In this case %pip show pydantic yields 2.7.3 and %pip show pydantic-core shows 2.18.4 (those two are a valid combination)

...But running import pydantic.version; print(pydantic.version.version_info()) discovers pydantic at 2.8.2, which is incompatible with the installed pydantic-core and so breaks whenever anything tries to use Pydantic - even with a simple class like:

from pydantic import BaseModel

class Test(BaseModel, validate_assignment=True):
    name: str
    steps: list[str]

The resulting error message (with this test class or whenever I try to use agent-evaluation on SageMaker) is:

TypeError: list_schema() got an unexpected keyword argument 'fail_fast'

...Because Pydantic v2.8 introduced support for FailFast validation and the installed pydantic-core version is not compatible.

Please can somebody help us understand why these inconsistent versions are showing up in the SM Distribution container and how to properly install software to avoid these issues?

For now, I'm working around by explicitly re-installing "pydantic>=2.8,<3"

aws-tianquaw commented 3 months ago

Hi @athewsey, Thanks for reporting the issue! SageMaker Distribution images use micromamba to resolve dependencies. In the image v1.8 or v1.9, we have other packages (in this case, autogluon-0.x) that requires to use pydantic==1.x. Therefore, we are using pydantic==1.10.x, and pydantic_core==2.18.x which are compatible.

When you try to install agent-evaluation, you are upgrading the both versions of pydantic and pydantic-core and thereby causing the compatibility issue. I'd suggest to either install with constraint pydantic>=2.8,<3 or reach out to agent-evaluation package owner asking them to fix their requirements.

Please let me know if you have more questions, thanks!

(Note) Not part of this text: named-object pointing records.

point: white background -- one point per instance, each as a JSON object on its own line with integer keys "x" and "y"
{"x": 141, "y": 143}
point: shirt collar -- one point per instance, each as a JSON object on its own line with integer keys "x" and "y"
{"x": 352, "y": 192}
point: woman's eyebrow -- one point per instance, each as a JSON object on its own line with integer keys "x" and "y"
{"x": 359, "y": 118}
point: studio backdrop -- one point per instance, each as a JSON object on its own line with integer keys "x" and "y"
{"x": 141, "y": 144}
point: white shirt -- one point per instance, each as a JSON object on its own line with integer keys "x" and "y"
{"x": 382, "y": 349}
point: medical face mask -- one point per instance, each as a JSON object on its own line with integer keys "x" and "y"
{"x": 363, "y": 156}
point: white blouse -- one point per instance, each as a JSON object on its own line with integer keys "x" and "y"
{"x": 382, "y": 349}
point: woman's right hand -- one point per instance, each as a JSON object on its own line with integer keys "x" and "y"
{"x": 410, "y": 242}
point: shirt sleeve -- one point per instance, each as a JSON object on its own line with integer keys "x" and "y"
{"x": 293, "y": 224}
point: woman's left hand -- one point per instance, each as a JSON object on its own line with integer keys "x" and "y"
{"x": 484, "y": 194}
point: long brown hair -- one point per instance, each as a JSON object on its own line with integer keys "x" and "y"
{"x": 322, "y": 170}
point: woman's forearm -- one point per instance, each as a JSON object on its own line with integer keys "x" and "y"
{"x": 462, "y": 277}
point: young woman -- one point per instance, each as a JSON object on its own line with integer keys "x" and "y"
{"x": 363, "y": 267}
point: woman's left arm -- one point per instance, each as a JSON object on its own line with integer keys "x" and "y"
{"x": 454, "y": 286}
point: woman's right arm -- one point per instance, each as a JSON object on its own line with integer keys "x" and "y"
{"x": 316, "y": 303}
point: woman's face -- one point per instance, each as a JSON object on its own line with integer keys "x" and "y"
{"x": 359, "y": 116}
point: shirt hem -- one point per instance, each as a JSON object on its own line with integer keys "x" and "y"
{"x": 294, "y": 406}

aws-tianquaw commented 3 months ago

For the pydantic version discrepancy issue, it looks like the package has different set of version releases in PyPi and Conda-forge. In conda-forge, the latest version is 1.10.x(link), but seems like in PyPi, the latest is 2.8.2(link). SageMaker Distribution relies on Conda-like tool to resolve and install dependencies. If you are installing any new dependency with pip install, sometimes you might need to remove the original package installed with conda to avoid compatibility issue.

raghuvv commented 3 months ago

I have faced the same issue with latest SageMaker distribution (1.9) when simply trying to pip install openai and import it in my notebook

Error:

> ImportError: cannot import name 'version_short' from 'pydantic.version' (/opt/conda/lib/python3.10/site-packages/pydantic/version.cpython-310-x86_64-linux-gnu.so)

Workaround:

On the terminal.

> pip uninstall pydantic
 ... Successfully uninstalled pydantic-1.10.16

> pip install pydantic==1.10.8
> ... Found existing installation: pydantic 2.7.3
     Uninstalling pydantic-2.7.3:
      Successfully uninstalled pydantic-2.7.3
Successfully installed pydantic-1.10.8

Would be curious to know the correct / recommended way to install openai library on sagemaker studio space. Thanks!